Chapter 76: The Battering-Ram

A strange fact about the sperm whale’s physiology: most of its head is a tough, boneless, unfeeling mass of flesh. All vital or sensitive organs of the head are protected away from the front of its body, leaving an impenetrable wall — a battering-ram if you will — preceding the whale as it passes through the world.

As is often the case, this simple fact of physiology carries ponderous implications for Ishmael, both practical and philosophical. On the practical side of things, Ishmael tells us that when we’re not believing that Moby DIck could sink the Pequod: believe it. Sperm whales can do that.

The philosophical implications, of course, carry well into the realm of human experience, pointing towards issues of interior life versus exterior life. It can be tempting for us to think that the true whale — the thinking, feeling whale — exists behind the battering ram, and that the battering ram is nothing more than an external wall protecting it. But the most delicate oil found in the whale resides inside that lifeless mass of flesh. How can we separate that flesh from the Truth of the whale?

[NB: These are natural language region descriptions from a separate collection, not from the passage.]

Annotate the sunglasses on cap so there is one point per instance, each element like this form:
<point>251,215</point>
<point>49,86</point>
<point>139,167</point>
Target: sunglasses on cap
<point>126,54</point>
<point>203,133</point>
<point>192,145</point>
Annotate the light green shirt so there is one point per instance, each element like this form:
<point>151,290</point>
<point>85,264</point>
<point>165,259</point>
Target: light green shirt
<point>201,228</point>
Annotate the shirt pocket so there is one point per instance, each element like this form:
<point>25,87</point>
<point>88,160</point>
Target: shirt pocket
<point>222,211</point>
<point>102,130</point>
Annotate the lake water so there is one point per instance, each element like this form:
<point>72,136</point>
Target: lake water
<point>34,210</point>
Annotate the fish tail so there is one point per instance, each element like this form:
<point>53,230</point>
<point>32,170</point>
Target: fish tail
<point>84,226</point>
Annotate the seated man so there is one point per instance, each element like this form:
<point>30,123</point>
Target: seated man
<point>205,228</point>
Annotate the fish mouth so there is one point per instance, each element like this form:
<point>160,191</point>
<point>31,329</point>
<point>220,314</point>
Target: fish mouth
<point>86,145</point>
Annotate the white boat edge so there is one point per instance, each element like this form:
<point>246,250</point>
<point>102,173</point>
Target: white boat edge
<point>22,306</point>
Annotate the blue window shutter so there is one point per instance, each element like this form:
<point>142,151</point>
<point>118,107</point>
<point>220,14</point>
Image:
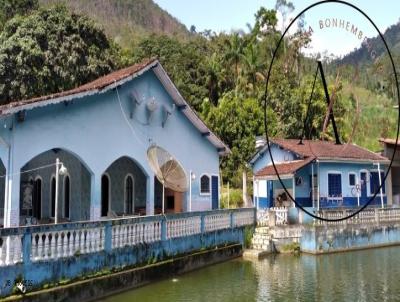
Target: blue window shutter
<point>334,185</point>
<point>374,185</point>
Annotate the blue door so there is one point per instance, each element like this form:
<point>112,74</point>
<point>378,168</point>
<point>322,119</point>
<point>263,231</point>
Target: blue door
<point>214,192</point>
<point>363,177</point>
<point>270,188</point>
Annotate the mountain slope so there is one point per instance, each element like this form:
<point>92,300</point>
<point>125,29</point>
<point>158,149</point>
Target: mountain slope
<point>124,19</point>
<point>363,55</point>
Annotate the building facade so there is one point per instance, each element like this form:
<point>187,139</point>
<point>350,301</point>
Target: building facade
<point>319,174</point>
<point>101,133</point>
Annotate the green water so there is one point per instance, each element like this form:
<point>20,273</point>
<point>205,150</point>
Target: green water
<point>371,275</point>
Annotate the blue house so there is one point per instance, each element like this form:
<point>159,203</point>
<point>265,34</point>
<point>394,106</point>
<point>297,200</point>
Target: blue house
<point>101,132</point>
<point>319,174</point>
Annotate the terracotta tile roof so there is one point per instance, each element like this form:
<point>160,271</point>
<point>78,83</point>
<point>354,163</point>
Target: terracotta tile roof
<point>328,150</point>
<point>390,141</point>
<point>290,167</point>
<point>97,84</point>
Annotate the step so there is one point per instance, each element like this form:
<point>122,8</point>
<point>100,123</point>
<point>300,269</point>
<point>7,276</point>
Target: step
<point>254,254</point>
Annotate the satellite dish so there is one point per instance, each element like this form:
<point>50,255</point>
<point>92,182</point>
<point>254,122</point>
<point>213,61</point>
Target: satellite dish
<point>167,170</point>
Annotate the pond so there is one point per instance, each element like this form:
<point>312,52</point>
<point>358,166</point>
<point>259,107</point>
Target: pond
<point>369,275</point>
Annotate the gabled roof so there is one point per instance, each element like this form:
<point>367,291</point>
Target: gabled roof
<point>324,150</point>
<point>115,79</point>
<point>286,168</point>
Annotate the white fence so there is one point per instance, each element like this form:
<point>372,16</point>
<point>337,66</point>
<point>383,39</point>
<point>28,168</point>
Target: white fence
<point>279,216</point>
<point>47,242</point>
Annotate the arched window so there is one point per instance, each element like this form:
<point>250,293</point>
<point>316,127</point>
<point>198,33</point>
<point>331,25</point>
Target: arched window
<point>204,184</point>
<point>105,194</point>
<point>129,195</point>
<point>53,195</point>
<point>37,198</point>
<point>67,190</point>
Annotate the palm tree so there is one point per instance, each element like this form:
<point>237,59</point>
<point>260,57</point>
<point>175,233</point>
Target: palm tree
<point>213,69</point>
<point>253,65</point>
<point>235,52</point>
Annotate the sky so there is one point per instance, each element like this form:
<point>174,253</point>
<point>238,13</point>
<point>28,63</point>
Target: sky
<point>227,15</point>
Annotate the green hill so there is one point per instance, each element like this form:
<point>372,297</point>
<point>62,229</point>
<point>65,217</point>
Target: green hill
<point>362,55</point>
<point>124,19</point>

People often talk about getting past exteriors, getting to know a person’s inner self, as if that were the true self. But people also build walls around themselves — images offensive or defensive — and perhaps in defining a person it isn’t fair to separate out from Truth the battering-ram that person uses to pass through life. Or perhaps the issue is more complex yet. Why does there have to be a true self? Must we always reduce the world to Truth?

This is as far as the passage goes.